In practice, it can be hard to pick one of these that is a good fit for the processing/quality level of the data. In particular, the descriptions are a bit too broad to be very useful, and in most cases more than one of the catagories apply.

Since there is actually no requirements of the use of set values in the conventions (in fact, “a textual description” rather suggests this should be written case-by-case), we may want to go away from using the OceanSITES values.

NPIOcean recommendation (tentative)#

Suggested recommendation for use of processing_level

Write, in your own words, a brief summary (about 1-3 sentences) of the processing level.

Examples:

  • Salinity data have been corrected against in-situ water samples. A small number of outliers removed after manual review.

  • Converted to physical values only. No subsequent quality control applied.

  • A scale factor 1.03 has been applied to oxygen based on climatological mean for the area. Missing values have been filled using linear interpolation.

Take the OceanSITES list as a guide if helpful, but do not feel obliged to use the exact categories.

Think of the user who quickly wants to understand what the data processing level is.


QC_indicator#

Description#

An OceanSITES-specific attribute (i.e. not required by conventions). A quick description (a few words) describing the data quality (good data, probably good data, unknown..).

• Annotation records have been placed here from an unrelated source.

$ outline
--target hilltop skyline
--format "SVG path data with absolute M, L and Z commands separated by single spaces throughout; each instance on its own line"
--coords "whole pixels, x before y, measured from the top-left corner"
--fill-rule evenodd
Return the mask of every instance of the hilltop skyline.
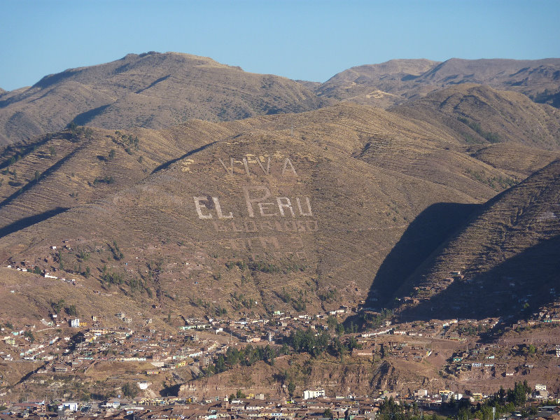
M 354 66 L 396 58 L 444 61 L 560 56 L 554 1 L 421 4 L 0 1 L 0 88 L 108 62 L 175 51 L 254 73 L 323 82 Z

QC_indicator is not required by convention, and not from a controlled dictionary, so there is technically no need to adhere to a string dictionary. It is a useful attribute to include, however!

NPIOcean recommendation (tentative)#

Suggested recommendation for use of QC_indicator

  • Use the QC_indicator when you can.

  • Think of it as a quick description of the data quality (e.g. good data).

  • Assign on global or variable level depending on what was done for processing_level:

    • I. e., assign as global variable if processing_level is a global attribute.

  • Preferably use values from the list below.

    • (This list is based on OceanSITES QC-indicator codes, we have added the category uncalibrated data).

Suggested option list for QC_indicator

Meaning

Comment

unknown

No QC was performed.

good data

All QC tests passed.

probably good data

potentially correctable bad data

Not to be used without scientific correction or re-calibration.

bad data

Data have failed one or more tests.

nominal value

Data were not observed but reported (e.g., instrument target depth).

interpolated value

Missing data may be interpolated from neighboring data in space or time.

missing value

Fill value - not actual data (e.g. a placeholder for data that will arrive later ).

uncalibrated data

Uncalibrated data (e.g. raw Chl-A data not calibrated against water samples).


Think of the user who quickly wants to understand what the data quality is.